Mogelijkheden UWV voor handhaving en dienstverlening in buitenland beperkt, maar goed benut
Rapport 'Een Nederlandse uitkering in het buitenland'
De Algemene Rekenkamer concludeert dat het UWV beperkte mogelijkheden heeft voor handhaving en dienstverlening in het buitenland, maar dat het UWV voortdurend inspanningen levert om deze volledig te benutten. Ongeveer 2% van het totaalbedrag aan uitkeringen dat UWV jaarlijks overmaakt, gaat naar personen in het buitenland. Een klein deel daarvan bestaat uit werkloosheidsuitkeringen. Ruim 88% ervan bestaat uit arbeidsongeschiktheidsuitkeringen.

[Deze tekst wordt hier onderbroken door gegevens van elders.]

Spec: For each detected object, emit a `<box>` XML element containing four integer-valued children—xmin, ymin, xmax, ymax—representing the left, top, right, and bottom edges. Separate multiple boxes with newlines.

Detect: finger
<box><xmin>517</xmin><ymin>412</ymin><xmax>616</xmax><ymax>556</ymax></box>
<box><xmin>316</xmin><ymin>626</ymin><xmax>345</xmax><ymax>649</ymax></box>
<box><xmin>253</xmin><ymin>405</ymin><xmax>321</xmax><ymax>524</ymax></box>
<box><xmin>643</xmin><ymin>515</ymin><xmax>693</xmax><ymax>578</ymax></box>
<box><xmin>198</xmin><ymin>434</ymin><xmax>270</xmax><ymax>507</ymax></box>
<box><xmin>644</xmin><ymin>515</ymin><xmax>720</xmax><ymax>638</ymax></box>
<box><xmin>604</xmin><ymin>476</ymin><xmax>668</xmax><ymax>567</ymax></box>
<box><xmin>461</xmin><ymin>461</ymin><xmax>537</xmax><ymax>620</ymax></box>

UWV zet mogelijkheden tot handhaving en dienstverlening voldoende in
UWV zet mogelijkheden tot handhaving en dienstverlening voldoende in. Dienstverlening en handhaving in het buitenland verlopen vooral via de daar bevoegde instanties. Het UWV heeft in het buitenland dan ook te maken met wettelijke en praktische beperkingen. Europese privacywetgeving wordt bijvoorbeeld strikter geïnterpreteerd in Duitsland, waardoor bepaalde gegevens niet beschikbaar zijn voor het UWV. Sociale zekerheidsstelsels in bijvoorbeeld Duitsland, Spanje en Polen zijn niet op nationaal niveau georganiseerd, waardoor informatie niet centraal toegankelijk is. Verder
kunnen klanten in het buitenland lang niet altijd gebruikmaken van DigiD. Het UWV kan daardoor in het buitenland minder makkelijk dan in Nederland over correcte en tijdige informatie beschikken.

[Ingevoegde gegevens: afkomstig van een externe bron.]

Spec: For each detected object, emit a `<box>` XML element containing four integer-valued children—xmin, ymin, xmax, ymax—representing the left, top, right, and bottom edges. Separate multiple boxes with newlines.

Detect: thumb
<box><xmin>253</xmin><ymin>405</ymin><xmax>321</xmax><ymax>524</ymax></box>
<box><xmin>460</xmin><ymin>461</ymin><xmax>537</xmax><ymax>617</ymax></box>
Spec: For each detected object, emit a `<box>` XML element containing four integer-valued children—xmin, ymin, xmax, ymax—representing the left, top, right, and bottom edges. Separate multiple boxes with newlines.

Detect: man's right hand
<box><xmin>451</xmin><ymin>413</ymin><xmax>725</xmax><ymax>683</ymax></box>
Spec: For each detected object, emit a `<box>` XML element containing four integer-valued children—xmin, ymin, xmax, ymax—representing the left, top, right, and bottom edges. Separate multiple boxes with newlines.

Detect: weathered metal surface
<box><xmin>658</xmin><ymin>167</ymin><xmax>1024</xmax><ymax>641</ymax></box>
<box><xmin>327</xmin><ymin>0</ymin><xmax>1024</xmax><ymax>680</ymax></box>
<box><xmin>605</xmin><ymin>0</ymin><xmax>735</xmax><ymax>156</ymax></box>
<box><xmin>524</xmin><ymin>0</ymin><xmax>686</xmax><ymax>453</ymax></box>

Bij werknemersuitkeringen voor personen in het buitenland gaat het vaak om grensarbeiders die in Nederland werken maar in Duitsland of België wonen of om mensen die een arbeidsongeschiktheidsuitkering ontvangen en remigreren naar bijvoorbeeld Turkije of Marokko. WW-uitkeringen worden vooral ‘geëxporteerd’ door (seizoens)arbeiders die na beëindiging van hun vaak kortdurende en flexibele (uitzend)contracten naar o.a. Polen teruggaan. Zij kunnen aanspraak maken op een Nederlandse uitkering, omdat ze in Nederland premies hebben betaald. |
Wij constateren dat het UWV zich binnen de mogelijkheden inspant om taken uit te voeren in het buitenland. Bovendien probeert het UWV bovenop bestaande verdragen afspraken te maken. Het UWV maakte bijvoorbeeld met Poolse en Spaanse partners afspraken over terugvorderingen en informatie-uitwisseling. Ook over arbeidsbemiddeling bij WW-export maakte het UWV afspraken, terwijl het daar juridisch gezien niet verantwoordelijk voor is. De re-integratiedienstverlening aan met name gedeeltelijk arbeidsgeschikten zou het UWV nog wel kunnen intensiveren. In de praktijk beperkt het UWV re-integratiedienstverlening voor zieken en arbeidsongeschikten vooral tot de arbeidsmarkt in de grensstreek en Polen.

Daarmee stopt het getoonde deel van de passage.